Performance tips

NEMO is designed to provide robust performance for a wide variety of models and scenarios. However, it is certainly possible to build a NEMO model that calculates slowly. Most often, this is due to a long solve time (i.e., the solver takes a long time to find a solution), which in turn is driven by model complexity.

If your model isn't calculating as quickly as you'd like, there are several steps to consider.

  1. Only save the output variables you need. Saving unnecessary variables increases disk operations and may result in a longer solve time (because additional constraints are needed to calculate the variables).

  2. Don't save zeros. If you set the reportzeros argument for calculatescenario to false (the default), NEMO won't save output variable values that are equal to zero. This can substantially reduce the time and disk space needed to write scenario outputs.
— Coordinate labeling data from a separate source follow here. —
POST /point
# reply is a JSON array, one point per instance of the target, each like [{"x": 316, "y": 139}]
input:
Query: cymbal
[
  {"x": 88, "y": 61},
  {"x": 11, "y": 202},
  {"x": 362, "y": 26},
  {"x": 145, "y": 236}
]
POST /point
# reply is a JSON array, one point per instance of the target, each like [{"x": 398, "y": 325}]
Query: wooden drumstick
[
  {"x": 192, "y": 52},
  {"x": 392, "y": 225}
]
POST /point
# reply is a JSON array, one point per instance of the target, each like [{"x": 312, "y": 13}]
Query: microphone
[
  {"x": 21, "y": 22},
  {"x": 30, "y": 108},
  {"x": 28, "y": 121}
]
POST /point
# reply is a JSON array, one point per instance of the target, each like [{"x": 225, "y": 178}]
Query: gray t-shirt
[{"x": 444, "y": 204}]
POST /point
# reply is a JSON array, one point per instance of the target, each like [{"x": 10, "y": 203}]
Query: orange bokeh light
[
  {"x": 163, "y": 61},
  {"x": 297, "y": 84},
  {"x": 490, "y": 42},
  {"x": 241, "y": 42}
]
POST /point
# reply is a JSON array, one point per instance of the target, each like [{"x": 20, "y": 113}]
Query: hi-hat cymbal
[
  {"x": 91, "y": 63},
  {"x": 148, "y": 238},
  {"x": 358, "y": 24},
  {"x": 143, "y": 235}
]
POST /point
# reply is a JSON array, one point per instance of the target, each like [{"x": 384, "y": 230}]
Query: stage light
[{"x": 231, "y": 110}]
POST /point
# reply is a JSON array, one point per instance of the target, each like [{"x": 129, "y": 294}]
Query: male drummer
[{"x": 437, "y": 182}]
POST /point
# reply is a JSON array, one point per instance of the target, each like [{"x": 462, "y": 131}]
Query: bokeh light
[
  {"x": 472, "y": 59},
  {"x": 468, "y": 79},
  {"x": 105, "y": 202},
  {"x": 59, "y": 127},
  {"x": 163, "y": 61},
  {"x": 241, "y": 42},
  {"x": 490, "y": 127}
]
  3. Check restrictvars. The restrictvars argument for calculatescenario can have an important effect on performance. This option tells NEMO to make a greater effort to eliminate unnecessary variables from the model it provides to the solver. This filtering process requires a little time, but it can considerably reduce the solver's work load. In general, the trade-off is advisable for large models (you should set restrictvars to true in these cases) but may not be for very small models (set restrictvars to false in these cases).

  4. Use parallel processing. NEMO can parallelize certain operations, reducing their run time by spreading the load across multiple processes. To enable parallelization, use the numprocs or targetprocs argument with calculatescenario. numprocs lets you choose the number of parallel processes to run, while with targetprocs you can select specific processes for parallelization by their Julia identifier (see the Julia documentation on distributed computing for more information on process identifiers and initialization). The default value for numprocs is 0, which means NEMO will set the number of parallel processes based your computer's hardware. As needed, it will start additional processes for you.

    Note that numprocs and targetprocs affect parallelization in NEMO's Julia code, but they don't control what happens with the solver. For maximum performance with large models, it's also helpful to use a solver that supports parallelization, such as CPLEX, Gurobi, or Cbc.

  5. Simplify the scenario. Substantial performance gains can be realized by reducing the number of dimensions in a scenario - for example, decreasing the number of regions, technologies, time slices, years, or nodes. You can also speed up calculations by forgoing nodal transmission modeling. Of course, this approach generally requires trade-offs: a simpler model may not respond as well to the analytic questions you are asking. The goal is to find a reasonable balance between your model's realism and its performance.

  6. Relax the transmission simulation. If you're simulating transmission, there are some other performance tuning options to consider beyond reducing your model's dimensions. You can change the simulation method with the TransmissionModelingEnabled parameter or use this parameter to model transmission only in selected years. The calculatescenario function also has an argument (continuoustransmission) that determines whether NEMO uses binary or continuous variables to represent the construction of candidate transmission lines. With binary variables (continuoustransmission = false) candidate lines may only be built in their entirety, while with continuous variables (continuoustransmission = true) partial line construction is allowed. Continuous simulations are generally faster but may not be as realistic.

  7. Use CapacityOfOneTechnologyUnit selectively. This parameter sets the minimum increment for endogenously determined capacity additions for a technology. When it's specified, NEMO uses integer variables to solve for capacity, which increases model solve time. If you don't define CapacityOfOneTechnologyUnit, NEMO solves for technology capacity with continuous variables. This approach assumes that any increment of new capacity is permissible (subject to limits on minimum and maximum capacity and capacity investment - see TotalAnnualMinCapacity, TotalAnnualMaxCapacity, TotalAnnualMinCapacityInvestment, and TotalAnnualMaxCapacityInvestment).

  8. Try a different solver. The open-source solvers delivered with NEMO (GLPK and Cbc) may struggle with sizeable models. If you have access to one of the commercial solvers NEMO supports (currently, CPLEX, Gurobi, Mosek, and Xpress), it will usually be a better option. If you're choosing between Cbc and GLPK, test both of them to see which performs better for your scenario.

  9. Consider calculating selected years rather than all years. Calculating selected years in a scenario is a quick way to get results from complex models, but the results may differ from those you would get if you calculated all years. NEMO uses several methods to reduce the differences - see the documentation on calculating selected years for details.